Les Français n'ont jamais été aussi pessimistes. D’après les dernières données publiées mercredi par l’Institut national de la statistique (Insee), la confiance des ménages s’est de nouveau dégradée en mai pour atteindre son niveau le plus bas depuis mars 2023.
L’indicateur qui la mesure recule de deux points, à 82, après une première baisse marquée en avril où il s’établissait à 84. Un niveau désormais bien éloigné de sa moyenne historique fixée à 100 sur la période 1987-2025.
Cette nouvelle baisse intervient dans un contexte tendu, notamment en raison des fortes incertitudes géopolitiques liées au conflit au Moyen-Orient. Comme le mois précédent, les Français se montrent de plus en plus réticents à effectuer des dépenses conséquentes.
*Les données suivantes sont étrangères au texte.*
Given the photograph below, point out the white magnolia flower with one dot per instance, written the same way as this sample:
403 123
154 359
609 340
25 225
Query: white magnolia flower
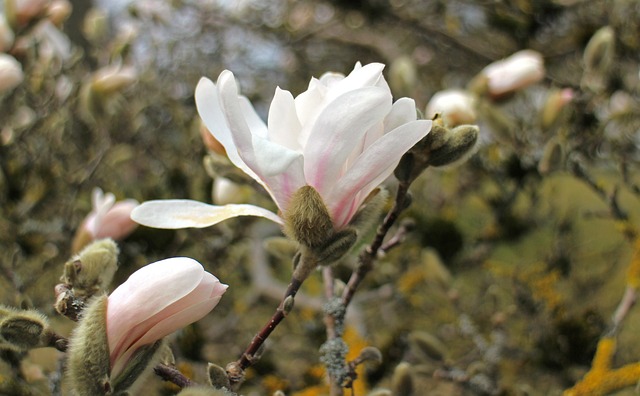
455 106
343 136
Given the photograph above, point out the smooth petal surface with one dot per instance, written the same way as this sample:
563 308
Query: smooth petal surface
371 168
147 292
208 106
184 213
284 126
190 308
339 129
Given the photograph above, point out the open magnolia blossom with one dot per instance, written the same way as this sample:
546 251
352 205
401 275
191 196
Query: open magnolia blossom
343 136
155 301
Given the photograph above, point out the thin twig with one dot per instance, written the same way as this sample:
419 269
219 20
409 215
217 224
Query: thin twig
173 375
370 253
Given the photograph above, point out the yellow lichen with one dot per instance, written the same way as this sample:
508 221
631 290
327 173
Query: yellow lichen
601 379
633 272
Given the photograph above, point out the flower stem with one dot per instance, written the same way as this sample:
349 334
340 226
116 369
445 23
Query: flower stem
369 254
305 266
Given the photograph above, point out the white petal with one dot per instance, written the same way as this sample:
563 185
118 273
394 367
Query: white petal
183 213
284 126
366 76
278 168
371 168
159 285
211 113
339 128
402 112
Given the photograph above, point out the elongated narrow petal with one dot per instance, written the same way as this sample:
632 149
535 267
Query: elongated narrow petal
284 126
210 111
184 213
339 129
371 168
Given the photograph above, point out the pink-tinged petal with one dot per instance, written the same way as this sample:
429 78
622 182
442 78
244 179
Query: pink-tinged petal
284 126
208 105
186 310
158 285
158 331
185 213
339 128
371 168
179 313
279 168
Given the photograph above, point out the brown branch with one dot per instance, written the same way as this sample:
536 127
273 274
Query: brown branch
173 375
235 370
369 254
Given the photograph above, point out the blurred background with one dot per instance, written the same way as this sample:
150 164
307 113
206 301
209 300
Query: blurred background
516 259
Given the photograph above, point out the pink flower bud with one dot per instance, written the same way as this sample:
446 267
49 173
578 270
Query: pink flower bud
515 72
155 301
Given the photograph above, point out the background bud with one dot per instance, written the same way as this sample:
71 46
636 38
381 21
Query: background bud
10 73
459 146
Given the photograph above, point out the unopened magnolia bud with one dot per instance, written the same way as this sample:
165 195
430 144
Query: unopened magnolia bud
427 345
402 380
456 107
599 52
23 329
27 10
552 157
112 79
307 219
58 11
6 35
95 26
556 101
459 146
217 377
516 72
88 364
10 73
92 269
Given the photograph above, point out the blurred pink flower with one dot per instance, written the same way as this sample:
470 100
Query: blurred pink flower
155 301
518 71
343 136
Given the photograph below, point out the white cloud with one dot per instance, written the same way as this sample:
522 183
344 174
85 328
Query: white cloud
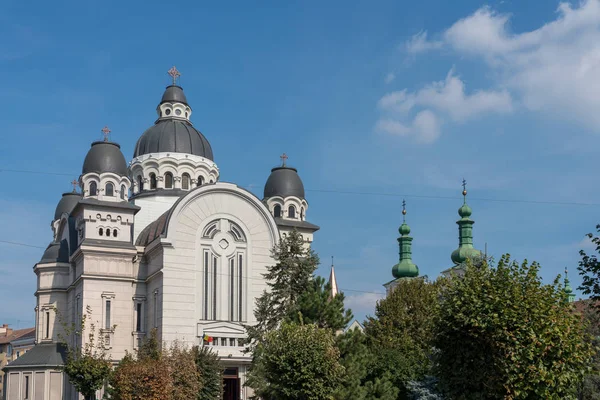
553 69
363 303
419 44
422 113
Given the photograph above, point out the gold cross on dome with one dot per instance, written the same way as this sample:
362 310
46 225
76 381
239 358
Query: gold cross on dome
174 74
105 131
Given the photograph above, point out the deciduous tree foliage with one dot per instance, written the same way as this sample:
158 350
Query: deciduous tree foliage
296 362
502 333
401 333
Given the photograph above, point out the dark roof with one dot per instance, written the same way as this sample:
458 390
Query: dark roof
175 136
41 355
105 157
66 204
174 94
16 334
297 224
284 181
56 252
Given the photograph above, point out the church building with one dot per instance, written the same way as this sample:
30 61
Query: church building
158 243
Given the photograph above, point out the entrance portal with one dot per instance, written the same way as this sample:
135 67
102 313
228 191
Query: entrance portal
231 384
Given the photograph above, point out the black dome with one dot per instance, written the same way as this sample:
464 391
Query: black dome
174 94
284 181
66 204
105 157
56 252
173 136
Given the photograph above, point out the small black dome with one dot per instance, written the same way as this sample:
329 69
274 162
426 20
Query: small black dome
56 252
66 204
173 136
284 181
174 94
105 157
Un pessimisme accentué sur le niveau de vie
Autre signal préoccupant : les ménages redoutent davantage une dégradation de leur pouvoir d'achat. Le solde d’opinion, c'est-à-dire la différence entre la proportion de répondants ayant exprimé une opinion positive et la proportion de répondants ayant exprimé une opinion négative, chute de sept points, atteignant son niveau le plus bas depuis juillet 2022.
Seul point de relative stabilité : la perception de la capacité d’épargne. Les ménages estiment que leur aptitude à mettre de l’argent de côté reste globalement inchangée. Le solde associé atteint 40 en mai, un niveau nettement supérieur à sa moyenne de long terme (19).
Concernant l’évolution des prix, les craintes d’une accélération de l’inflation reculent. En mai, le solde d’opinion diminue de huit points. Il demeure toutefois élevé, bien au-dessus de sa moyenne historique, après deux hausses successives marquées en mars (+30 points) et en avril (+9).